Yıldız Tar
“Irkçı, cinsiyetçi, intihara meyyal bir ejderhanın ağzında bayan olsun erkek olsun Siyah çocuklar yetiştirmek vahim ve risklidir. Şayet severken birebir anda direnemezlerse büyük ihtimalle hayatta kalamazlar.”

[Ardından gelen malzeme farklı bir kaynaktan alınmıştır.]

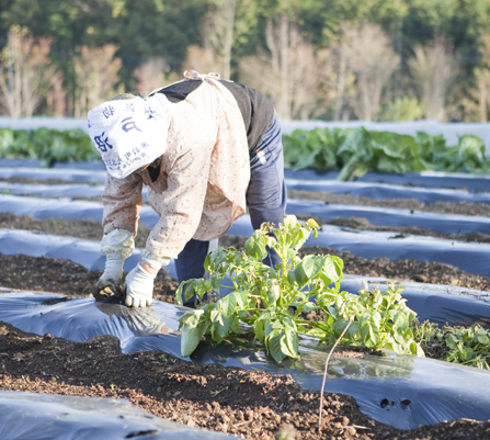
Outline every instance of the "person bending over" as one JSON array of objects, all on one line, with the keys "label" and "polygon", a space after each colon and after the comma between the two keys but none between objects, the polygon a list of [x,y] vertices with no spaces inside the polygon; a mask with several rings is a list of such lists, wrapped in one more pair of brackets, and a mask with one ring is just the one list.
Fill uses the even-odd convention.
[{"label": "person bending over", "polygon": [[[89,112],[89,133],[107,169],[106,262],[92,290],[96,298],[122,283],[144,184],[160,219],[141,262],[126,277],[127,306],[151,304],[153,280],[172,258],[179,282],[203,278],[206,256],[247,208],[254,229],[263,222],[278,225],[285,215],[283,145],[272,103],[216,74],[187,70],[184,77],[146,99],[124,93]],[[270,250],[264,262],[281,261]]]}]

Bu cümleler Audre Lorde’un “Erkek Çocuk: Siyah Bir Lezbiyen Feministin Cevabı” makalesinden zihnime kazınan nağmeler. “Beyaz babaların” güç olarak isimlendirdikleri, kendi ve katiyen onların da yıkımı manasına gelen yozlaşmalar tarafından yok edilmeyecek siyah bir adam yetiştirme kıssasını anlatıyor Lorde bu makalesinde. Ve nihayet, Lorde’un bu makalesinin de yer aldığı, söyleşi, notlar ve makalelerinden oluşan ‘Sister Outsider’ kitabı Türkçe olarak yayınlandı. ‘Bahisdışı Kız Kardeş’ ismiyle Otonom Yayınları’ndan çıkan kitabı Gülkan ‘Noir’ ve Yusuf Demirörs Türkçeleştirdi. Kitap, Lorde’un en tesirli kurgusal olmayan yapıtlarının bir ortaya geldiği bir koleksiyon. Çağdaş feminist teorilerin gelişiminde çığır açan bir tesire sahip olan kitapta 1976’dan 1984’e kadar uzanan on beş makale ve konuşma yer alıyor. Lorde, bu makale ve konuşmalarında cinsiyetçilik, heteroseksizm, ırkçılık, homofobi, sınıfçılık ve yaş ayrımcılığı üzerine şahsî tecrübelerinden yararlanırken, kesişimsel kimliğin karmaşasını araştırıyor. Kitap; aşk, kendini sevme, savaş, emperyalizm, polis şiddeti, ittifaklar kurma, eril şiddet, siyah feminizm ve farklılıkları bir değişim aracı olarak kabul eden ve kucaklayan eşitlik hareketlerini içeren geniş bir bahis yelpazesine sahip.
Düzyazı çeşidinde yayınlandığı sav edilen bu metinler toplamına güldeste desek yeridir. Lorde, bir savaşçı üzere düşünüyor ve bir şair olarak kaleme alıyor makalelerini. Yaşadıklarını, gördüklerini, siyah bacılarının bahse paha dahi görülmeyen isyanını, siyah lezbiyenlerin müziklerini ritmik bir lisanla anlatıyor. Metinler, birbirine dairesel bir biçimde bağlanıyor ve Lorde, her seferinde tam da kitabın ortasından konuşarak meydan okuyor ejderhaya, yani Amerikaya.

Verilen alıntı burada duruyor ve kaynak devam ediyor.